D3 - Adaptations of the Body Systems to High Altitude

avatar
Created by
Kerry

Cards (11)

  • After a person has spent a number of weeks at high altitude, their body undergoes a number of changes in order to increase oxygen delivery to cells and improve efficiency of oxygen use.
    This response usually begins immediately and continues for several weeks.
    The adaptations of the body systems to high altitudes include an increase in:
    • Red blood cell production
    • Haemoglobin concentration
    • Capillarisation
    • Mitochondria
    • Oxidative enzymes
  • Red Blood Cell Production and Haemoglobin Concentration:
    • The bone marrow contributed to acclimatisation by increasing red blood cell production and therefore the blood haemoglobin concentration.
    •  This increase is triggered by the kidney’s increased production of erythropoietin (EPO). 
    • New red blood cells become available in the blood within four to five days, and have the effect of increasing the blood’s oxygen-carrying capacity.
    • An acclimatised person may have 30-50% more red blood cells than a counterpart at sea level.
  • Capillarisation:
    • The cardiovascular system also develops more capillaries in response to altitude. 
    • This has the effect of improving the rate of diffusion of oxygen from the blood into the muscle by shortening the distance between the cells and capillary.
    • All these adaptations in the weeks following exposure are aimed at increasing oxygen transport to the body cells. 
    • This results in a reduction in the cardiac output required for oxygen delivery during rest and exercise compared with pre-acclimatisation.

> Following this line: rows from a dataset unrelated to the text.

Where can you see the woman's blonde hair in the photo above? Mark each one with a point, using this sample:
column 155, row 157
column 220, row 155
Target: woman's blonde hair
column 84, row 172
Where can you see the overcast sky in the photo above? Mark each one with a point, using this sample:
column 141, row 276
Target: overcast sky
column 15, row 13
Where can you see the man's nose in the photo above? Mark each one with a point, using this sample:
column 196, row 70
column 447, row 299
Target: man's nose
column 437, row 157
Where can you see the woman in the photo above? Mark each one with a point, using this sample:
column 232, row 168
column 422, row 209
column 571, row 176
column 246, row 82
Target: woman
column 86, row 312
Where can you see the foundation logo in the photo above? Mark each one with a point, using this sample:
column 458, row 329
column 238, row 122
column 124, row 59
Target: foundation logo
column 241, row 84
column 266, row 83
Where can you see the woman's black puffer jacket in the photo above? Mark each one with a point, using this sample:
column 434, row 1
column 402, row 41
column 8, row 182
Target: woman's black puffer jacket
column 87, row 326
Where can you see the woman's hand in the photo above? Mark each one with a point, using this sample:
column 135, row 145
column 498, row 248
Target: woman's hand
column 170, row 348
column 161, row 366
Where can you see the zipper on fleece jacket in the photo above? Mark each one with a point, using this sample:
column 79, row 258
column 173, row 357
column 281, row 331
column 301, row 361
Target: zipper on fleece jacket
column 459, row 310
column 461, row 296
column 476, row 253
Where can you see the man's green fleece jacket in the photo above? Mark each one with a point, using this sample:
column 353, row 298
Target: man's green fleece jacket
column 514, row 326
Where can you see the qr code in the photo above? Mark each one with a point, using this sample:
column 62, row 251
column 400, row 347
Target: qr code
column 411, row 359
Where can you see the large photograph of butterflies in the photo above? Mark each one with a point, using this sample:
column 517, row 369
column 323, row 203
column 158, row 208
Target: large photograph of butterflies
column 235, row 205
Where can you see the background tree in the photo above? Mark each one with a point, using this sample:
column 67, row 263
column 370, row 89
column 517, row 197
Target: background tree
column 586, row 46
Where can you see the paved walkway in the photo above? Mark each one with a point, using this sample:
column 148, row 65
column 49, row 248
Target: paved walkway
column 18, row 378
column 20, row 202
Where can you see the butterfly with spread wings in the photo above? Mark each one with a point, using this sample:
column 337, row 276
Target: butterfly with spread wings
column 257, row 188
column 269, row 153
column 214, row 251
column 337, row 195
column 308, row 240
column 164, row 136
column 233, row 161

  • Increase in the Number of Mitochondria and Oxidative Enzymes:
    • This increased number of mitochondria and oxidative enzymes appears to be due to the switch in the body’s preferred fuel for energy production. 

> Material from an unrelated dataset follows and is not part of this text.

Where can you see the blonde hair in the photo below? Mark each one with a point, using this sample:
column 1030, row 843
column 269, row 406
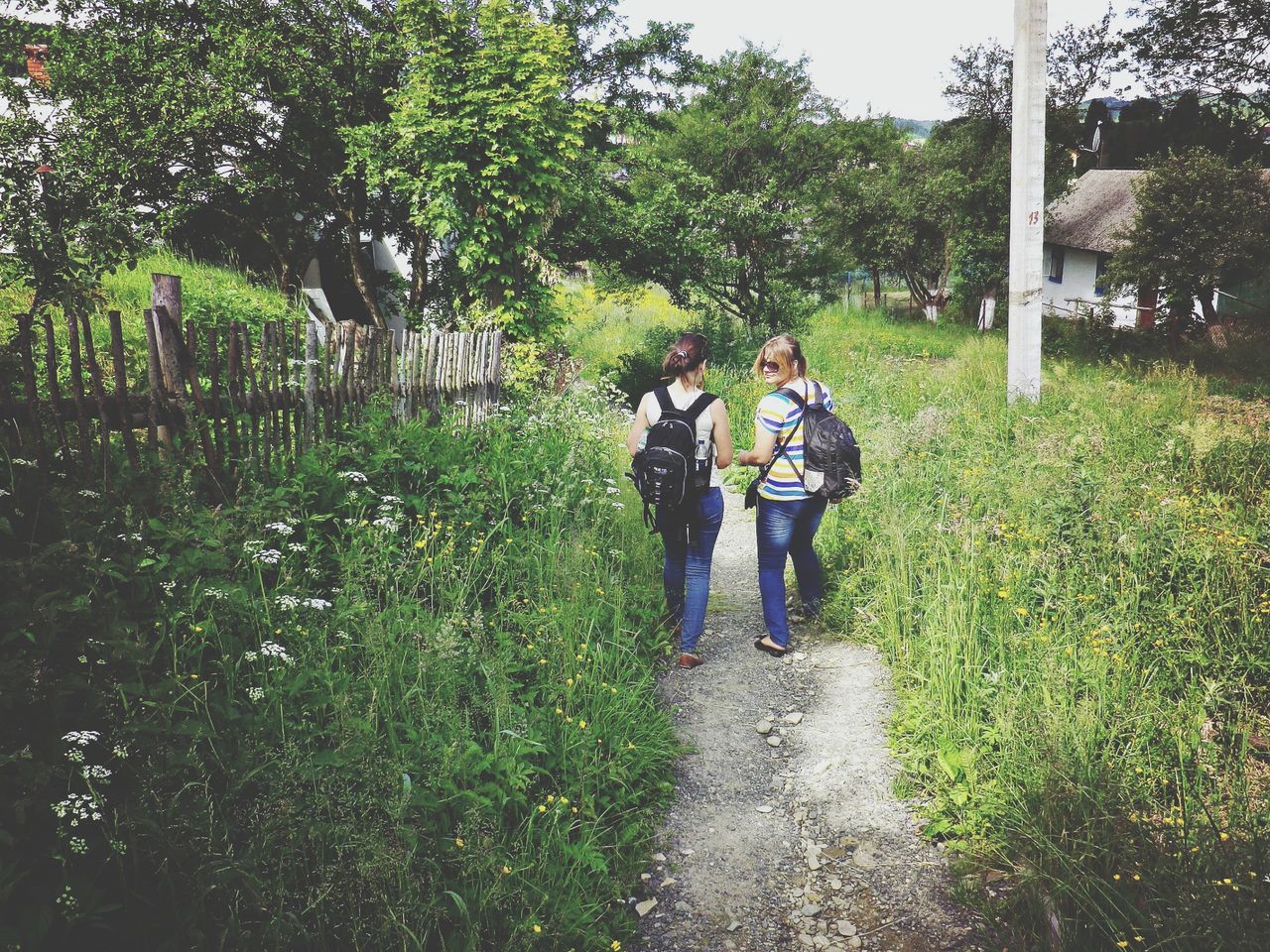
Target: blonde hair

    • At low altitude, carbohydrate is the usual energy source, however at altitude fat is the preferred fuel.
    • The change is not well understood, but may be due to the fact that a reduced oxygen supply causes a high lactate level in the muscles and blood stream.
  • Increase in the Number of Mitochondria and Oxidative Enzymes:
    • Carbohydrate metabolism also leads to a production of lactate, but fat metabolism does not produce lactate as a by-product.

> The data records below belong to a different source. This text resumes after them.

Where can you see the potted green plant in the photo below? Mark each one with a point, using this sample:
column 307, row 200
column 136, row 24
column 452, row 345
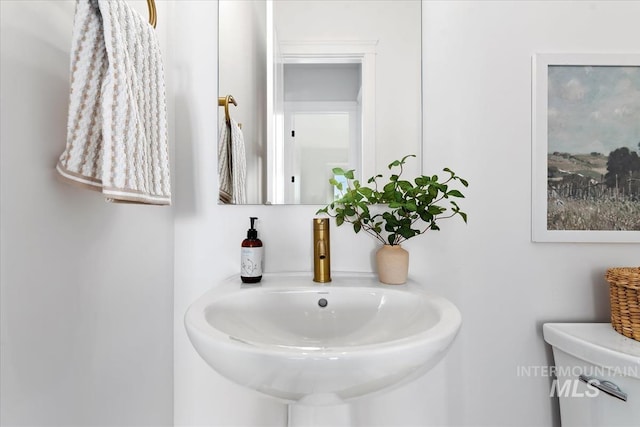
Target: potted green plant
column 394, row 211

    • Therefore, the change of the main metabolic fuel from carbohydrate to fat results in reduced level of lactate production.
  • Impact of Adaptation on Sport and Exercise Performance:
    Aerobic Performance:
    • The body’s adaptation to high altitude helps significantly, but does not fully compensate for the lack of oxygen in the air.
    • There is a drop in VO2 max by 2% for every 300 m elevation above 1500 m, even after full acclimatisation.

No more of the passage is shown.